Kavusoglu, who had called his old friend Dendias at first, responded and said he wanted to have the conversation in a friendly atmosphere. Unfortunately, Niko Dendias made in his letter totally unacceptable accusations against my country. He accused Greece of violating international law and “throwing people overboard.” The Turkish foreign minister said that they did not want to discuss this in front of the press, “but you are standing here and accusing Turkey in front of the press, of course, for carrying a message to your country. I cannot accept that.”
Ankara has repeatedly accused Greece of forcing migrants in the Aegean Sea to return to Turkish waters to prevent them from entering Greece. Athena has repeatedly admitted such allegations as “fake news”.
The Natural Gas Dispute
Regarding the gas dispute, Dendias accused Ankara of considering the expansion of the Greek maritime boundary from six to twelve nautical miles as a reason for war, although this expansion was covered by international maritime law. The Turkish parliament passed a similar decision in 1995. Referring to the Turkish search for natural gas in the disputed areas, he said: “If there are violations of our sovereignty, there are always sanctions in the room.
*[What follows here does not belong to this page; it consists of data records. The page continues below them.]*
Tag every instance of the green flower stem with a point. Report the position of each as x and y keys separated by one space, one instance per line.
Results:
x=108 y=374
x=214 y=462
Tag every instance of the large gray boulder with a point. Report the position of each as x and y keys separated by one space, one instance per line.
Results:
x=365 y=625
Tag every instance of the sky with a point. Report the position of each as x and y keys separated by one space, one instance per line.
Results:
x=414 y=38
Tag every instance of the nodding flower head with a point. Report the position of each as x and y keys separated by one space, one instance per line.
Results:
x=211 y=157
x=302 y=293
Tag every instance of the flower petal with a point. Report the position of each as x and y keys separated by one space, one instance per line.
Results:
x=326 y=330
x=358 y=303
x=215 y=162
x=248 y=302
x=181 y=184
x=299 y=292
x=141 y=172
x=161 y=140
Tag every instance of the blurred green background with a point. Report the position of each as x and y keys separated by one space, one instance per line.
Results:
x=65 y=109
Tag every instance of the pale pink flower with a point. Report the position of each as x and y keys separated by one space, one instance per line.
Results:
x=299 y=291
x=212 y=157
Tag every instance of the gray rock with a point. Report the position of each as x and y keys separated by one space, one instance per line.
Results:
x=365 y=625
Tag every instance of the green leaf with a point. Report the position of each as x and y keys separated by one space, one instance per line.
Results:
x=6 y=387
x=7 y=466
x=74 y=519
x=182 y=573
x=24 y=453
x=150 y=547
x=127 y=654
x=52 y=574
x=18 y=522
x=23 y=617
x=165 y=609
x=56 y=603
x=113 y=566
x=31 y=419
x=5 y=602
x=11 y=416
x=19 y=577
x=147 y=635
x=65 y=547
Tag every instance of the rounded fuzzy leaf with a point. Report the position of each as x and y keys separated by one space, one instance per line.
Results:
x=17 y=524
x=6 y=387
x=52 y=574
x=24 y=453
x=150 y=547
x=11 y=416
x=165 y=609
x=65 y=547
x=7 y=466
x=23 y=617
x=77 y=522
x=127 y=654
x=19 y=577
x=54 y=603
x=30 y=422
For his part, Cavusoglu accused Athens of not complying with international treaties on regional affiliations. Given the totality of disputes, Cavusoglu said that not all matters can be resolved in these meetings, “because our differences are strong, but nevertheless it is important that the dialogue continues.” “So from now on, are we going to discuss this together bilaterally or will we keep arguing? You have to make a decision.”
In the gas dispute between the two countries, the European Union threatened Turkey with sanctions. Then Ankara halted the search and tensions with Athens eased. At the end of January, after a five-year hiatus, the two countries resumed exploratory talks to settle the gas dispute. Ankara and Athens accuse each other of provocations.
At the end of March, the European Union decided to start preparations for expanding the customs union with Turkey in light of the détente. Both sides have a great economic interest in this. For example, trade could be boosted in the agriculture and services sectors.
Earlier, Dendias met Turkish President Recep Tayyip Erdogan in a 45-minute conversation at the Presidential Palace in Ankara. However, nothing was known at first about the content. The dispute between Cavusoglu and Dendias sparked a surprised response from the experts.
The last time a Greek foreign minister visited Turkey was in 2019. Turkish Foreign Minister Cavusoglu traveled to Crete alone in 2016. In 2017 he visited Greece with Erdogan – at that time he was still the Turkish prime minister.
The two foreign ministers had originally planned to meet on Wednesday, but the visit was later postponed for one day. Dendias met in Istanbul that day to hold a private conversation with the Ecumenical Patriarch of Constantinople, Bartholomew.